Als am Samstagnachmittag die Konferenz der 1. Bundesliga begann, hatte man den Eindruck, dass die Profi-Fußballer in Deutschland regelmäßig auf der Wettbasis vorbeischauen. In der letzten Ausgabe von Guidos Guide hatten wir am letzten Dienstag darauf hingewiesen, ein wenig mehr Tore in der Konferenz sehen zu wollen. Nach vier Minuten war die 1. Bundesliga am 20. Spieltag den Wünschen schon nachgekommen: Tor von Dortmund nach zwei Minuten; Tor von Hoffenheim nach vier Minuten!
Leider war es das mit Herrlichkeit. Spannend wurde es erst wieder beim interessanten Halbzeitprogramm, denn bis dahin hatte die Konferenz gerade einmal drei weitere Treffer zu bieten. Fünf Tore und zwei Nullnummer zur Pause: Müde!
Nun ja, wirklich attraktiv ist der Spieltag aus neutraler Sicht nicht gewesen, insbesondere die letzten drei Spiele hielten sich fußballerisch in durchschnittlichen Gewässern auf.
Ein großes Thema ereignete sich gar nicht am Wochenende, sondern am Montag.
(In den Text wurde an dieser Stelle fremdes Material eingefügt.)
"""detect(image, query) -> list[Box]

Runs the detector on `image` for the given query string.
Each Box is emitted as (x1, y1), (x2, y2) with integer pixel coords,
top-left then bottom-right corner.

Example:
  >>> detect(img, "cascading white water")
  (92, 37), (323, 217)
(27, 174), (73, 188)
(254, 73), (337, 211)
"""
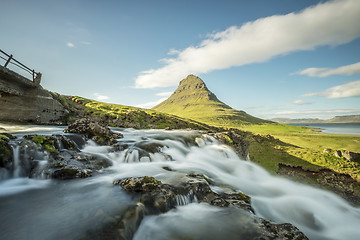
(0, 125), (360, 240)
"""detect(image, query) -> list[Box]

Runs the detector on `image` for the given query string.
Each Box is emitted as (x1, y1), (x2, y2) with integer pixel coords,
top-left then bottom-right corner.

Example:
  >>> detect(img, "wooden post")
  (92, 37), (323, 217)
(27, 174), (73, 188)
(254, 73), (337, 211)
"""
(4, 54), (12, 68)
(34, 73), (41, 86)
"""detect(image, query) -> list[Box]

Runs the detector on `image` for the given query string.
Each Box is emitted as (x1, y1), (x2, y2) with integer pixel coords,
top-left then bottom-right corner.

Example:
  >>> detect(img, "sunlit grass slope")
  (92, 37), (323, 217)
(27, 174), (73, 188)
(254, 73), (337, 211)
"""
(153, 75), (270, 128)
(53, 93), (210, 130)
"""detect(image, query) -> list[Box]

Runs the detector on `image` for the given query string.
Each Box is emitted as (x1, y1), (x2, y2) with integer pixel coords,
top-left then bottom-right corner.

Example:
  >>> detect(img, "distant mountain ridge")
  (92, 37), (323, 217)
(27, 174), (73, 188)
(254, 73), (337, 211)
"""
(271, 115), (360, 123)
(153, 75), (271, 127)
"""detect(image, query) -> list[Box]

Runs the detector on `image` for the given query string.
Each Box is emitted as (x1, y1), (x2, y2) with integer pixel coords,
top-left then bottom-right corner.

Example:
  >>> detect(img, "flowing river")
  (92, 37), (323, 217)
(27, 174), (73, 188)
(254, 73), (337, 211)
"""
(0, 125), (360, 240)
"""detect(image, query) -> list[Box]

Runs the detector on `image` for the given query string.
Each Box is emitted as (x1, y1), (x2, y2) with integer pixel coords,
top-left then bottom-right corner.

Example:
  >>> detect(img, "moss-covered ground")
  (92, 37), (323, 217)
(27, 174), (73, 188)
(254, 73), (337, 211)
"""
(239, 124), (360, 181)
(54, 96), (360, 180)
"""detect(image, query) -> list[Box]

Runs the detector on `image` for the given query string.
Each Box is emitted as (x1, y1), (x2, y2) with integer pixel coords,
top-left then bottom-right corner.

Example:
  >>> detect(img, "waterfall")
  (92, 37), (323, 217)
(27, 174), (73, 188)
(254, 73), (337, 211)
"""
(0, 125), (360, 240)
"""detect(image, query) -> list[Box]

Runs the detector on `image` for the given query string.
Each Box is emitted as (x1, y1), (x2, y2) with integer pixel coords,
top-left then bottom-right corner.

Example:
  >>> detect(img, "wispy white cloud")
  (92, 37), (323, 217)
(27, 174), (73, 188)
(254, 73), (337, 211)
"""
(290, 100), (312, 106)
(274, 108), (360, 115)
(136, 97), (167, 108)
(156, 92), (173, 97)
(81, 41), (91, 45)
(66, 42), (75, 47)
(135, 0), (360, 88)
(304, 80), (360, 98)
(93, 93), (110, 101)
(296, 62), (360, 77)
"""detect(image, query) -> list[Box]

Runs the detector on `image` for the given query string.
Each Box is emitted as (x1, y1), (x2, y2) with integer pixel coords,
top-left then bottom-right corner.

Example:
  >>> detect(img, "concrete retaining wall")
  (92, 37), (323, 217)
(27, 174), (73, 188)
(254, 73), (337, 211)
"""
(0, 66), (68, 124)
Denn am Montag ist gemäß der Statuten und Vorgaben die Transferperiode zu Ende gegangen. Es ist bekannt, dass auf dem letzten Drücker noch der ein oder andere Transfer getätigt wird, aber in diesem Jahr ist der Markt kurz vor Schluß noch einmal explodiert.
"Warum die Vereine gerade am letzten Tag wie wild aktiv werden und scheinbar in einem Wahn in den letzten Stunden und Minuten die komplette Mannschaftsplanung über den Haufen werfen, verstehe wer will!", sagte Guido mit Nachdruck.
"Und was da für Summen innerhalb von Minuten über den Tisch gehen?", sprudelte es überrascht aus mir heraus. "Unfassbar!".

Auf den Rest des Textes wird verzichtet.